Women living in Niger face great adversity due to a lack of education, a prevalence in child marriages, and challenges stemming from conflict. Fortunately, many women are taking steps to ensure a better future for their daughters.
Women and girls in Niger are some of the least educated in the world. Less than a quarter are literate and less than a tenth ever attend secondary school. This is a big deal considering that attending secondary school for a year can mean as much as a 25 percent increase in a woman’s earnings later in life.
Niger has the highest rate of child marriages in the world. Three in four girls under the age of 18 are married. The legal age for marriage in Niger is 15, but various women’s organizations and groups are hoping for the passage of a proposed law that would change the legal age to 18 years.

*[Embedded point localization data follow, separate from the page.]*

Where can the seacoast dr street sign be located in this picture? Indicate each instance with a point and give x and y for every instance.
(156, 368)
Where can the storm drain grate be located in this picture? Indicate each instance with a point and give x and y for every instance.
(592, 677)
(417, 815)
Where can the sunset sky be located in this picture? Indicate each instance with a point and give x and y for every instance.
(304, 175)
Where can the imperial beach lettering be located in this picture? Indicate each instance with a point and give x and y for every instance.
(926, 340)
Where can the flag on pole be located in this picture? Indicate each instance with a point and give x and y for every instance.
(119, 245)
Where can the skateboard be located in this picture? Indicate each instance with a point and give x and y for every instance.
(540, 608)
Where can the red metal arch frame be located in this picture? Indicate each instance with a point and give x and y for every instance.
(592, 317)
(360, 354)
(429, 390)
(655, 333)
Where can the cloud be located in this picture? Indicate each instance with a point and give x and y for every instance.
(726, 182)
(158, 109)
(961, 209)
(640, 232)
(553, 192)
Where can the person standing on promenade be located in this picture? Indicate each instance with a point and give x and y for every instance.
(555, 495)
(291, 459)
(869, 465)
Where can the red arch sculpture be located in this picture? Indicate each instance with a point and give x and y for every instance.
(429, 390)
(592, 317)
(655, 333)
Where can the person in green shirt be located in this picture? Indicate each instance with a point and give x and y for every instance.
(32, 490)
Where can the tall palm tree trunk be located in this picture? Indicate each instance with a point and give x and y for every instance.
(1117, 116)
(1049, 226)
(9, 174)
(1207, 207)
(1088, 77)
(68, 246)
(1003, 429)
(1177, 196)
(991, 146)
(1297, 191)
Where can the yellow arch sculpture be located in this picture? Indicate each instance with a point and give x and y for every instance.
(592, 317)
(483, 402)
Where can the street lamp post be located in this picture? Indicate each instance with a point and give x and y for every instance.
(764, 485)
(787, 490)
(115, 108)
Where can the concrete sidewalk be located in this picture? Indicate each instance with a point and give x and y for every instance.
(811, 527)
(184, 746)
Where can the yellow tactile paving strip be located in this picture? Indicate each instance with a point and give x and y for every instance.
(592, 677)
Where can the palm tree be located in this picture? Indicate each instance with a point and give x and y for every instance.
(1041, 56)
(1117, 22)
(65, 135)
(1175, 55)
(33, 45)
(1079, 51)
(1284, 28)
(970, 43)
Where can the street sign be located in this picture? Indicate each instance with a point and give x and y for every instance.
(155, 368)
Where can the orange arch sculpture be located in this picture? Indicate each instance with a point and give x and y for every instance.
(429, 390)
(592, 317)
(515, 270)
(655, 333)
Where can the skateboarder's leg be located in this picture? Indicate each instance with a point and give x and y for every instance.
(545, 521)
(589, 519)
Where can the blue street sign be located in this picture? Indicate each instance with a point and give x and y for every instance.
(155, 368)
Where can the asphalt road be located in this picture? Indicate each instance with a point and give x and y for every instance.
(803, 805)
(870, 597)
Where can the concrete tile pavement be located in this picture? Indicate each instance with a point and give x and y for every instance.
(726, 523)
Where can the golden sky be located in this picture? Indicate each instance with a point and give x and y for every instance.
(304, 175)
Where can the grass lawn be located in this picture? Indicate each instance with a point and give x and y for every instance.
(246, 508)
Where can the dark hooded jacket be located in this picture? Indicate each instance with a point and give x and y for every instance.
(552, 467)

Aminata Gba Kamara, aged 19, said “Girls in our country need so many things. They need psychological support, they need counseling. Their esteem is very low.” Many women think husbands are needed for protection, and life outside the home is not given much thought, said Kamara.
Protection is a real concern for many, as conflict is a daily fact of life. In the past three years, over 100,000 women and girls have been forced to leave their homes in order to flee from violence perpetrated by the Boko Haram. There are shelters and places of refuge, but women forced into seeking these often fall victim to a cycle of poverty. Most women fleeing from Boko Haram have been traumatized by physical and sexual violence. There is a normalization of discrimination and violence against women and girls on a daily basis.
Even with all these challenges, there are feasible solutions and women’s empowerment in Niger is a large part of it. Change is being implemented from the ground up, and youth are driving it forward. Campaigns have been formed to raise awareness about the issue and boost the self-esteem of women and girls. Tackling the problem of child marriage is important for Niger, as it will increase the number of citizens attending school rather than staying at home.
There are rays of hope for women’s financial empowerment in Niger as well. For instance, a recent push by CARE to help Nigerien women become financially independent via combined insurance policies and female financial groups has been fruitful. The savings groups, called Village Savings and Loan Associations have been a major factor behind women’s financial empowerment, and serves as a base for improving inclusion, health, nutrition, and agricultural productivity.